Discipline with the prefrontal cortex in mind

brain based attitude

“I changed my attitude, mommy.”

4 year old Esther’s declaration is an example of self-regulation, or a character quality of controlling one’s impulses, and is considered an executive functioning skill.

Just how did one so young develop this capacity? 2 words…wise parenting.

Esther and her siblings have the blessing of parents who take the time to help them process their emotions, actions, and choices. During this particular episode Esther refused to jump in the pool with the other children because she did not want to wear her floaties (the other kids were older and better swimmers so did not need floaties). Her mom gently walked her over to the side away from the crowd, kneeled down in front of her making sure she had her attention, and talked calmly about the choice she had, to swim with floaties or to sit on the side and watch the others swim. Her mom told her that she knew she would enjoy swimming but the choice was hers, swim with floaties or watch the others. And then her mom walked away.

Self-regulation is considered by many to be a critical skill that can lead to more success in school and life (Tough, 2013).   It involves socio-emotional and cognitive capabilities that allow a child to do things like plan ahead, monitor herself, and reflect on a situation or decision (see Tools of the Mind for more on self-regulation). And that is exactly what Esther did. After a few minutes of standing by herself just watching the other children swim (her mom had left to run some errands) Esther ran and jumped into the pool; a big smile on her face…and floaties on her arms. When her mom returned a few hours later, Esther immediately dropped the book she was looking at and said proudly, “I changed my attitude, Mommy.” No yelling, pleading, bribing necessary…just processing time and consistent parenting.

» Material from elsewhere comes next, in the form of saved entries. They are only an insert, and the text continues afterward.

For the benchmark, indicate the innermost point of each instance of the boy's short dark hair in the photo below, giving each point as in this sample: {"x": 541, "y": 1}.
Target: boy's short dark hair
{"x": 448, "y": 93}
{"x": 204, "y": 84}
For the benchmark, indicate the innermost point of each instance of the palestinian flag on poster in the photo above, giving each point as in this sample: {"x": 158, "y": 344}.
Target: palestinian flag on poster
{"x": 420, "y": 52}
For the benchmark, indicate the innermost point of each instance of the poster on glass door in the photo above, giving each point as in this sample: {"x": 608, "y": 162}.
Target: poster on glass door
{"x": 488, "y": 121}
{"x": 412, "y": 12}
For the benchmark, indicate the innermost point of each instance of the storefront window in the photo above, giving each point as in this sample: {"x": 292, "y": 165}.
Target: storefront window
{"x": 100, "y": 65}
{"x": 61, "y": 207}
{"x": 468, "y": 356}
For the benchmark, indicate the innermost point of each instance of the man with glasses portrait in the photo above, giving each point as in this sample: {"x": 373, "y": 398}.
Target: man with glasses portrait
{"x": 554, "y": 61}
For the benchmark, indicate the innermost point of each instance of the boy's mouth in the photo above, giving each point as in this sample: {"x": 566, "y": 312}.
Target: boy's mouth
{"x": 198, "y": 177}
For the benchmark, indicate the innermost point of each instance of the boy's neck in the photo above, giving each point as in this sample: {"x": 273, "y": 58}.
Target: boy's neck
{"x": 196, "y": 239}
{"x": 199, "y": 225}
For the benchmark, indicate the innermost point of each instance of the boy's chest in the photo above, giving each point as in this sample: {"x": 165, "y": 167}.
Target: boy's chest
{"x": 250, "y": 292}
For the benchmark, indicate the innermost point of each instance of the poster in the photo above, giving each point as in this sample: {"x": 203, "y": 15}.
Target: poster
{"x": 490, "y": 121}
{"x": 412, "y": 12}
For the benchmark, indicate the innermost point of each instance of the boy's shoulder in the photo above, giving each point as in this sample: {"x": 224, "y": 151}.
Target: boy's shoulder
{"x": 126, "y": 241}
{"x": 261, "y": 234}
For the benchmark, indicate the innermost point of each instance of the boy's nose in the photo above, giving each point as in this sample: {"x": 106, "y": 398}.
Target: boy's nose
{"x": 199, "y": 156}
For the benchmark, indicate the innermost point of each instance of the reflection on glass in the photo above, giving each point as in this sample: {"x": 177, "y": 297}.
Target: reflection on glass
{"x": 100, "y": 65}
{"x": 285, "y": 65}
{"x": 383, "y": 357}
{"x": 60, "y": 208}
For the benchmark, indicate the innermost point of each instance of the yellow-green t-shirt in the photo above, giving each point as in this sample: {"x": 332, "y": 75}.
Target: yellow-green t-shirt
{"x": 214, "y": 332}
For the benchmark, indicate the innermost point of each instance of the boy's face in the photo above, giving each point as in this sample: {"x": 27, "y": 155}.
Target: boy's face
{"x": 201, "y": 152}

Classroom teachers have multiple opportunities each day to help their students develop this life and brain-changing skill. Teaching students that choices result in consequences is a start. Responsive Classrooms materials provide many resources to help teachers work with students to develop rules, routines, and consequences in a way that everyone contributes and buys in.

As teachers are consistent in their discipline approaches – focusing on choices vs. punishments, as well as giving students time to process through talking, journaling, and goal setting, their students have more opportunities to become self-regulated. Fay and Funk (1998) offer other practical classroom insights in their goldmine, Teaching with Love and Logic. Classrooms where executive functional skills training are part of the daily procedures and curriculum are actually changing student’s brains, in particular the development of the pre-frontal cortex (Jensen, 2014).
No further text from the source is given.